Die dritte heilige Stätte, die wir dann besuchten, war die Grabeskirche. Der Ort, an dem Jesus Christus gekreuzigt worden sein soll. Unzählige Pilger aus der ganzen Welt tummelten sich, wuschen und küssten die Stelle, an der das Kreuz gestanden haben soll. An den Wänden der Kirche erblickt man zahlreiche Spuren verschiedener Epochen der Christenheit. Kunstvoll verzierte Wände aus Mosaiken sowie Gold aus der byzantinischen Zeit und der Zeit der Gründung der Kirche spiegeln Spenden und Einflüsse verschiedener christlicher Konfessionen wider. Ein Hauch von Vergangenheit und Gegenwart. Ein Loch in der Kuppel warf Sonnenstrahlen auf das Heilige Grab. 

Vor der Grabeskirche versammelten wir uns, während gleich nebenan von einem Minarett der islamische Gebetsruf erschallte. 

Es war der Zeitpunkt gekommen, zum Flughafen zu fahren und kurz darauf verabschiedeten wir uns alle, bevor wir alle wieder zurückflogen. 

Resümee

Jerusalem ist eine sehr eindrucksvolle Stadt und der einzige Ort, den die drei abrahamitischen Religionen als heilig ansehen. Das bringt auch Konflikte mit sich. Man kann die Spannung in der Luft greifbar spüren und würde sich doch eine Zeit der Versöhnung wünschen.

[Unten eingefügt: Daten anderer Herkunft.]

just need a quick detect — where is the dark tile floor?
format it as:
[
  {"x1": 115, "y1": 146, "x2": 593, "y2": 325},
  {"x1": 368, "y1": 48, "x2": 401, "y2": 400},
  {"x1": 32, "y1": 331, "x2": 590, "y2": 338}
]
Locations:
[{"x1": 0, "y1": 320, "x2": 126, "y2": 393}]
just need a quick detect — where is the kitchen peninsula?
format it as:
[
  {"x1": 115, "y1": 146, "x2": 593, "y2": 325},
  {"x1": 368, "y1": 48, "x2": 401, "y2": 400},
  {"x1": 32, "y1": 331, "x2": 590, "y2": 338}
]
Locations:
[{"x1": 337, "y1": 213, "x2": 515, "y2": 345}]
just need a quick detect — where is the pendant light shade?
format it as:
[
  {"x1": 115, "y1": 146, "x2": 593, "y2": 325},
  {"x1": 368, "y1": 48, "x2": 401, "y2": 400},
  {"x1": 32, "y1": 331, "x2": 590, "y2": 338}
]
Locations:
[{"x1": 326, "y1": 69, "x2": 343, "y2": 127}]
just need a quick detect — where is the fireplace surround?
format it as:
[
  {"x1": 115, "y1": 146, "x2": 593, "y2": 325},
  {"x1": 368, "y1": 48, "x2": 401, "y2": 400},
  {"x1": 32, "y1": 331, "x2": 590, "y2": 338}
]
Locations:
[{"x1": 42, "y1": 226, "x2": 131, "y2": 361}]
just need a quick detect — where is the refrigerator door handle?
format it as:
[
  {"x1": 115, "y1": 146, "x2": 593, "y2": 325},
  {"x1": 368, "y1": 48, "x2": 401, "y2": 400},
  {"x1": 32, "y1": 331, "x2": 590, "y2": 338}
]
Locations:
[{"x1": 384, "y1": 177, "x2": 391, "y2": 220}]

Israel ist ein wunderschönes Land mit vielen herzlichen Menschen und einer imposanten Geschichte. Vielschichtig und vielseitig wandelt es zwischen Lebenslust und permanenter Bedrohung. Es ist eine Oase, in der nicht alles grün ist. Aber die westlichen Werte sind hier vertreten, in einer Region, die immer mehr in Chaos und Extremismus abdriftet. Doch am Ende dieser Reise wird mir klar, dass auch im Heiligen Land am Ende aller Konflikte der Frieden stehen muss.